From the Bonneville Salt Flats in Utah to the Salar de Uyuni in Bolivia, salt deserts around the world have become popular tourist destinations—vast, seemingly featureless, impossibly photogenic natural wonders. Although not all salt deserts are created the same, they appear to share a strange feature: what can be described as honeycomb-like patterns composed of low ridges emerging from the salty crust. The mechanism behind these mysterious polygons has had scientists scratching their heads for some time, with several hypotheses coming up short in providing a complete explanation for their ubiquity and regularity.
But now scientists seem closer to an answer. With researchers from Germany and England, Jana Lasser from the Institute of Interactive Systems and Data Science at Graz University of Technology (TU Graz) in Austria published a study in the journal Physical Review X showing how the flow of salty water under the surface is responsible for the mindbending patterns.
Salt deserts (also called salt flats or salt pans) form when a shallow, enclosed body of water evaporates in a place with little precipitation, such as a desert, leaving a flat surface of minerals behind, which can accumulate over thousands of years.
Lasser, a postdoctoral researcher at the TU Graz, was first introduced to salt deserts by her PhD supervisor Lucas Goehring, a physicist at Nottingham Trent University in England. “When he advertised the project, I became fascinated because during my bachelor’s and master’s I was doing theoretical physics programming, and I really wanted to explore the experimental side of physics,” she says. This project allowed her to actually go “see things in the wild.”
A couple hypotheses had been floated over the years about why these flat areas develop the crusty honeycomb shapes. One of them attributed the patterns to cracks that form as the ground surface dried. “The idea was that the surface would dry up and crack to relieve stress,” says Lasser. “And the mineral-rich water would well up in those cracks,” leaving ridges of salt crystals behind. A competing hypothesis posited that the edges of cracks might push upward to form the ridges.
But these two explanations don’t explain the uncannily consistent size of these patterns all over the world. “We see in the Death Valley [in California] or in the Chott el Djerid [in Tunisia] or in the Salar de Uyuni [in Bolivia] that these patterns always have a diameter of 1 to 2 meters [3 to 6 feet],” says Lasser. Lasser and the team discovered that the secret was lying under the crust.

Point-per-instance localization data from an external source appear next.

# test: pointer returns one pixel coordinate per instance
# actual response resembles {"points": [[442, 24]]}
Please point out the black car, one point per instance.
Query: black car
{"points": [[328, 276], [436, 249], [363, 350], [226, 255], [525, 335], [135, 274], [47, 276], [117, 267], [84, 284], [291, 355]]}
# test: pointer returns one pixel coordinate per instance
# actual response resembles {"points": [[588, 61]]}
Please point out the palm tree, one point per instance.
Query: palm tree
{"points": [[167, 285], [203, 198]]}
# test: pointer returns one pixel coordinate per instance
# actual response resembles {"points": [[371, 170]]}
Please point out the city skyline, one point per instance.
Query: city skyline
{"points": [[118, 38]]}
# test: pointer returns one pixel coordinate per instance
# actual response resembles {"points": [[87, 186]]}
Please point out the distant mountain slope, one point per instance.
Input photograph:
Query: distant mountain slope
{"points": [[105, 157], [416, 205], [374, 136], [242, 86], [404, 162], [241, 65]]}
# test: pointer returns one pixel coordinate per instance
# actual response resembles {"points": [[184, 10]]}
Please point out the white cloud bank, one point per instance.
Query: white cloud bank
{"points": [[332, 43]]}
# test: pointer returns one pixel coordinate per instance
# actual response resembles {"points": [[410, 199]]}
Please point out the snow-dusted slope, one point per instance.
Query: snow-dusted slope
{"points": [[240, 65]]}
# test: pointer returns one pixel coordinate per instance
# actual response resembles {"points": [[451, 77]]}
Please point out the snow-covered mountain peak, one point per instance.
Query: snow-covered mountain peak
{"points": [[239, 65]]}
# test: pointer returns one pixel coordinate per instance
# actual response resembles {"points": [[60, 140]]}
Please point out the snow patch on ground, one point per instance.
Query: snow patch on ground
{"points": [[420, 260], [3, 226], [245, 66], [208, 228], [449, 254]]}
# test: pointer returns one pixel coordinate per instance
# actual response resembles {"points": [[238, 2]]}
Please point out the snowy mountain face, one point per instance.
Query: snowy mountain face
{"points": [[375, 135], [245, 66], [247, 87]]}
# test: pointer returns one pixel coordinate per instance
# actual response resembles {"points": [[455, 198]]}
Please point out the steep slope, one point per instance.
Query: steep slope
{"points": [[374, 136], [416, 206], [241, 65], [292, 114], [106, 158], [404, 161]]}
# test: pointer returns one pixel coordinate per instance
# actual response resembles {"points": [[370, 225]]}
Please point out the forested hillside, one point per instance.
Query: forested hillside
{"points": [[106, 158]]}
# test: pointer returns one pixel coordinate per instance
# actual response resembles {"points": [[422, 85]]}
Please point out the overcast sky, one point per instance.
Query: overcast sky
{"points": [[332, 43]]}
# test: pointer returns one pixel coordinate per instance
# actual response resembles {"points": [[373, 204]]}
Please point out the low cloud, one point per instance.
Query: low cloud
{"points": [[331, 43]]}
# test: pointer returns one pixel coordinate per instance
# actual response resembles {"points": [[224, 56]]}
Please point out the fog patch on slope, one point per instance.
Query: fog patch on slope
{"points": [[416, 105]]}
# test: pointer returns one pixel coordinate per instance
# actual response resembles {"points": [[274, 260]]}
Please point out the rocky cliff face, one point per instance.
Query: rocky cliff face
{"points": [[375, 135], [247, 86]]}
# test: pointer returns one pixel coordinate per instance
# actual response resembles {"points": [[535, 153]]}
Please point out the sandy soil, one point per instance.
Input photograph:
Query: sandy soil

Salt deserts aren’t as dry as their name suggests. “They’re actually completely filled with water,” says Lasser. “The groundwater reaches the surface and this water is moving and constantly evaporating through the surface.” As the salt water evaporates, a more mineral-rich layer builds up below the crust, and since it is heavier than the less salty water welling up from below, it begins to flow back below in “downwelling plumes,” Lasser says, around the water that rises to replace it. It is these circulating plumes, convection cells similar to what happens in radiators but driven by salinity rather than heat, that create the regular ridges. “What we see on the surface are the edges of the convection cells that sit in the underground,” Lasser says. The constant turnover of salty and fresh water beneath the surface seems to be a universal property of all salt deserts.
The research team had initially wanted to grow artificial patterns in the lab, but the experiment turned out to be hard to control. They opted instead for a heavy-duty simulation. “If you want to simulate the full thing in three dimensions, you just have a lot of computations to do,” Lasser says.
For Lasser, this study felt like the purest form of research—trying to understand something about the world without having an immediate application in mind. “When you go out there to Death Valley and you stand in the middle of these patterns, you immediately realize that something is going on here, ” says Lasser. “Being able to do this purely curiosity-driven research was a very, very satisfying experience.”